Hemingway pense avoir trouvé avec Jane la femme sublime et brutale qui correspond exactement à l’image publique qu’il se construit. Depuis qu’il a quitté Paris, en 1927, il a rompu avec tout le milieu littéraire américain. Il s’est montré jaloux du succès des autres écrivains. Il est amer, médisant, en particulier à l’égard de ses meilleurs amis. La publication de L’adieu aux armes, en 1929, lui a apporté le succès et la fortune qu’il a tant espérés. Depuis, il s’efforce de se construire une réputation d’ogre, de rustre alcoolique ne respectant aucune autre vertu que le courage viril des soldats et des toreros. Les femmes l’inquiètent autant qu’il les désire. En 1926, il a publié Le soleil se lève aussi où il exprime toute l’angoisse qu’elles lui inspirent.

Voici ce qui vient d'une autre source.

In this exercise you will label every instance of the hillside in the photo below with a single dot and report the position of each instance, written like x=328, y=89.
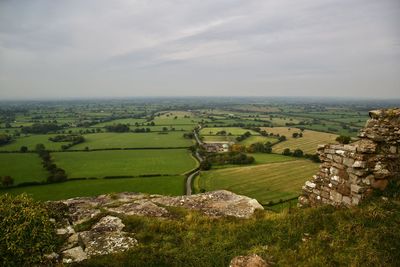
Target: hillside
x=196, y=231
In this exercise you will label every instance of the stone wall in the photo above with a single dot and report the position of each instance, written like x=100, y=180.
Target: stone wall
x=349, y=173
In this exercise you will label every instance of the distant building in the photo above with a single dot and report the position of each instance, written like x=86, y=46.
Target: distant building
x=217, y=146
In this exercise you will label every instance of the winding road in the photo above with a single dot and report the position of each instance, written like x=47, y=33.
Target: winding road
x=189, y=180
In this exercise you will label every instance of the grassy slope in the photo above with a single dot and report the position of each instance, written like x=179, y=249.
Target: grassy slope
x=124, y=162
x=308, y=143
x=167, y=185
x=365, y=236
x=22, y=167
x=266, y=182
x=132, y=140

Aux yeux d’Hemingway, Jane Mason a cette sauvagerie qui rend simples toutes les choses de la vie. Mais, sans l’avouer, Jane voudrait devenir autre chose que le compagnon de beuveries de son amant. Elle ne se satisfait plus d’être une femme trophée qu’Hemingway exhibe avec autant de fierté que les peaux, les têtes et les cornes des animaux qu’il tue en Afrique. Elle le trompe pour lui faire mal. Mais il ne l’aime pas assez pour souffrir vraiment. Elle tente de se suicider et se brise le dos en sautant du second étage de sa somptueuse propriété. Hemingway est peiné mais le désespoir de Jane ne le convainc pas de lui accorder une autre chance de devenir la femme de sa vie. En 1936, Jane Mason et Hemingway rompent définitivement en se haïssant sans mesure. Il règle ses comptes avec la jeune femme en publiant En avoir ou pas, l’histoire d’un honnête homme contraint par les circonstances de faire de la contrebande d’alcool et de clandestins entre Cuba et les États-Unis. Jane Mason apparaît dans le roman sous les traits d’Hélène Bradley, une créature aussi maléfique que magnifique, dépourvue de tout sens moral.

« Nous faisons semblant de travailler et l’État fait semblant de nous payer. » La nonchalance affichée des Cubains masque leurs difficultés à survivre au quotidien dans une économie de la pénurie.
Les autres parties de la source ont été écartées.